The most annoying Trump-era media genre is the interview with Trump voters who still love Trump. Second, though, is the conservative #NeverTrump mea culpa, in which former Republican partisans explain that Trump is a gross betrayal of the all the GOP orthodoxy they once stood for.
The latest round of jeremiads comes from Tom Nichols at The Atlantic and Max Boot at The Washington Post.
Boot is more clear eyed—he says that the Republican Party has been a racist mess for decades, and apologizes for failing to see it. Nichols, for his part, continues to wander around in the familiar both sides trough, taking time out to sneer at Sen. Mazie Hirono because… it's really not clear why. Because she was opposed to Kavanaugh before Nichols realized he should be opposed to Kavanaugh? Because Nichols wants everyone to know he's still an independent-minded harumpher who can harrumph at Democrats too?

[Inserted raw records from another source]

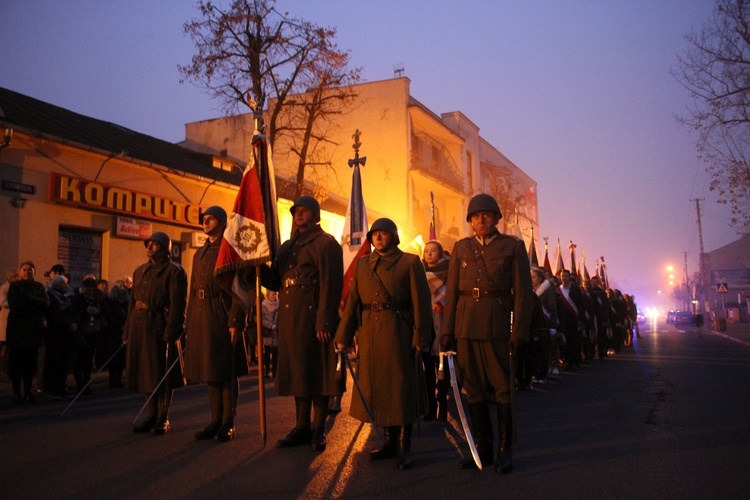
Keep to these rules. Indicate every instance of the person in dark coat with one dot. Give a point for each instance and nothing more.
(87, 308)
(489, 282)
(308, 273)
(115, 315)
(214, 323)
(58, 338)
(28, 302)
(156, 318)
(390, 309)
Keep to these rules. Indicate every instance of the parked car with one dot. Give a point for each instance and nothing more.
(684, 318)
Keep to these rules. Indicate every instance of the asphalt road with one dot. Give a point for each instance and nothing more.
(666, 418)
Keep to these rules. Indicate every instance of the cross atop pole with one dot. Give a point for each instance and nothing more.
(357, 160)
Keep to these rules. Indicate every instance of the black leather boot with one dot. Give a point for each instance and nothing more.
(209, 432)
(481, 423)
(145, 426)
(504, 463)
(162, 425)
(225, 432)
(390, 448)
(318, 442)
(297, 437)
(404, 448)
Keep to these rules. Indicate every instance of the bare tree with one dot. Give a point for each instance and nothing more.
(715, 70)
(253, 55)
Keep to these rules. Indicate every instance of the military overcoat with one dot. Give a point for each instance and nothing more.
(211, 312)
(310, 268)
(486, 283)
(156, 315)
(388, 334)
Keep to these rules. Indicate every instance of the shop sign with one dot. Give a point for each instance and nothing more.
(108, 198)
(133, 228)
(19, 187)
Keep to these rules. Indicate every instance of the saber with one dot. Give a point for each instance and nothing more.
(166, 374)
(361, 394)
(460, 406)
(91, 379)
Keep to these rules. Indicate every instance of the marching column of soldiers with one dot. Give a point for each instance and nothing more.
(498, 323)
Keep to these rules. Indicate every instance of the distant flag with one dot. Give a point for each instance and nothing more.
(585, 271)
(572, 248)
(547, 266)
(354, 239)
(251, 237)
(560, 265)
(433, 230)
(533, 260)
(604, 274)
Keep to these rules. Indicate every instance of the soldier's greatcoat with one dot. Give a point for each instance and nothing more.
(485, 283)
(310, 268)
(156, 315)
(211, 312)
(387, 335)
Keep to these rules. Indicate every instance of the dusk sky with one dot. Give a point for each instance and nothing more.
(578, 94)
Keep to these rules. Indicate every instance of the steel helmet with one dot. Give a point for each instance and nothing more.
(310, 203)
(160, 238)
(384, 225)
(482, 203)
(219, 213)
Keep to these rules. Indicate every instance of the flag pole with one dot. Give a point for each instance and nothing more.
(259, 343)
(258, 115)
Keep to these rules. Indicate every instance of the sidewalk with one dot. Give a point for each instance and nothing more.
(736, 332)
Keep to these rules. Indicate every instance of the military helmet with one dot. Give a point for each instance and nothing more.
(384, 225)
(160, 238)
(482, 203)
(310, 203)
(219, 213)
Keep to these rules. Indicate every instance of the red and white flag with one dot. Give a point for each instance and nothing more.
(354, 238)
(251, 237)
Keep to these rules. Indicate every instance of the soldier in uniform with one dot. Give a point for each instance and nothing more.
(390, 309)
(156, 317)
(308, 273)
(214, 322)
(488, 279)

The details of the Boot and Nichols essays are different, but the blaring subtext is the same. That subtext is, "These people changed their minds, and are therefore objective and trustworthy." Boot and Nichols are given large platforms to discuss their switch not so much because they're right, but precisely because they were wrong. They fulfill the dream of media bipartisanship. They experienced doubt, they gathered evidence, they reevaluated and reconsidered. They were unreasonable, and became reasonable. You present opinions from both sides, and the best opinions eventually win. That's how the public sphere is supposed to work.
Unfortunately, that isn't how the public sphere works. Sometimes, people change their minds. But if evidence and arguments were going to sink the Republican Party, it would’ve been sunk years ago. As Boot points out, the GOP has been the party of racism, conspiracy theories, and lies for decades. Willie Horton, birther conspiracy theories, hysteria about Acorn—Kavanaugh was involved in spreading lies that the Clintons were involved in killing Vince Foster back in the 1990s. Trump said the soft stuff slightly louder, but not much louder. If Boot and Nichols hadn't heard it before, it's because they weren't listening.

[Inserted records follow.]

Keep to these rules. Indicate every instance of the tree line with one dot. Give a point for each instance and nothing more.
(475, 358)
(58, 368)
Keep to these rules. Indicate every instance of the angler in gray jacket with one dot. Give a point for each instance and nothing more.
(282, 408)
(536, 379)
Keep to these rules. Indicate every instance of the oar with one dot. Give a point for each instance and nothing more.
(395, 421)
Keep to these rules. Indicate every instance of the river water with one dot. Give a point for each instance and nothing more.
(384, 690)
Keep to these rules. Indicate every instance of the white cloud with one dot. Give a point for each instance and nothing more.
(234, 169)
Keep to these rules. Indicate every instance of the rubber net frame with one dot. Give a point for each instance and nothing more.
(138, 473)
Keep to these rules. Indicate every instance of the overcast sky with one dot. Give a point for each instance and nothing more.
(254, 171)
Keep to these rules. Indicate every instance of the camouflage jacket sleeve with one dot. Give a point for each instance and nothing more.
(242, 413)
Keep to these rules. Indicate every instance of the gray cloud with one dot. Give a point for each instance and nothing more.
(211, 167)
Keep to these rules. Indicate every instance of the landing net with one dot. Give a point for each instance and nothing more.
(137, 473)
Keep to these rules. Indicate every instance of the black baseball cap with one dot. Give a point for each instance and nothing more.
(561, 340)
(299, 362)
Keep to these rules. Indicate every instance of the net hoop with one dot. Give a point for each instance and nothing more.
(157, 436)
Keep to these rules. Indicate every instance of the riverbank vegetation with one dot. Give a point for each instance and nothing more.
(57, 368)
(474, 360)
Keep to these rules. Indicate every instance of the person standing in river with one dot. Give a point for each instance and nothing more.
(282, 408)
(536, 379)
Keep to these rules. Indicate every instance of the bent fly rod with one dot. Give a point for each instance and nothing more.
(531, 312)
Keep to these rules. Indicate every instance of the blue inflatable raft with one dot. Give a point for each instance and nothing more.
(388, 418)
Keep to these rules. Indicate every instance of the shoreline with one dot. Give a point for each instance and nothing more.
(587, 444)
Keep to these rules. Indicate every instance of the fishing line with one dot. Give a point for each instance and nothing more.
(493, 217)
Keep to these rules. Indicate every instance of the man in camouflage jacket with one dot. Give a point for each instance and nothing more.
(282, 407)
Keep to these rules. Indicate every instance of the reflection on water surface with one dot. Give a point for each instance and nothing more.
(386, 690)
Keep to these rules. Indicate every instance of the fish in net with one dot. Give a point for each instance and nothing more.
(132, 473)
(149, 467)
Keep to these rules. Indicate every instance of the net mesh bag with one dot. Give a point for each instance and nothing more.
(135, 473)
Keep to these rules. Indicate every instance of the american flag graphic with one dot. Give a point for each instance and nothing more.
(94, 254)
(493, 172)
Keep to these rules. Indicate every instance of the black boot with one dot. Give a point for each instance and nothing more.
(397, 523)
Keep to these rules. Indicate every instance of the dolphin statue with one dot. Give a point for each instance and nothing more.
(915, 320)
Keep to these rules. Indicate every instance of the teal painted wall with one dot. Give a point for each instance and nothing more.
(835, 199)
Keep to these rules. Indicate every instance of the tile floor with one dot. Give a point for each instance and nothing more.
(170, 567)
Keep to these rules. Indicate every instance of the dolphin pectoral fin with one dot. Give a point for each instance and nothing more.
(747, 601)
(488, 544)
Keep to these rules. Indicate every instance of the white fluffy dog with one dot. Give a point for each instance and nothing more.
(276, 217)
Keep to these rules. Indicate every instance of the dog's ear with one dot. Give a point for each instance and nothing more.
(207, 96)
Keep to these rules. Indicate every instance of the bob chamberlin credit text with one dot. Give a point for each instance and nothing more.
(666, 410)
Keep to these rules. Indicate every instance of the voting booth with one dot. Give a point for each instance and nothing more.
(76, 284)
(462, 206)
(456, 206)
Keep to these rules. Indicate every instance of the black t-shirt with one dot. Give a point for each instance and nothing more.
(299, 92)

It's nice that they're listening now. But the fact that they're seen as having more moral authority as former Republicans than they would as Democrats or leftists remains a problem. It really is the same genre as the dispatch from Trump country after all. The people who are seen as most important, the people whose opinions matter most, are white conservatives. Do they love Trump? Do they hate him? We need to listen to them, for they are the heart of America, and it’s our job to try to win them back.
Maybe at this stage it's time to listen to someone else. There are lots of people who’ve been opposed to the Republicans for a long time. Mazie Hirono's career as a Democrat goes back a long time; her thoughts on the Republican Party seem likely to be more insightful than Nichols'. Boot notes that various people told him that Barry Goldwater was a really frightening racist radical, but he didn't believe them until recently. Why not pay more attention to the people who got to the right conclusion quickly, rather than to slowpokes like Boot?
It's fine that some people finally figured out that obvious evils are obvious evils. But they’re less trustworthy than those who have been saying so all along. Black people, feminists, hippies—they were all right when people like Boot and Nichols were still running cover for racists and authoritarians. Give them the op-eds to write about why they always knew, and what we should do next.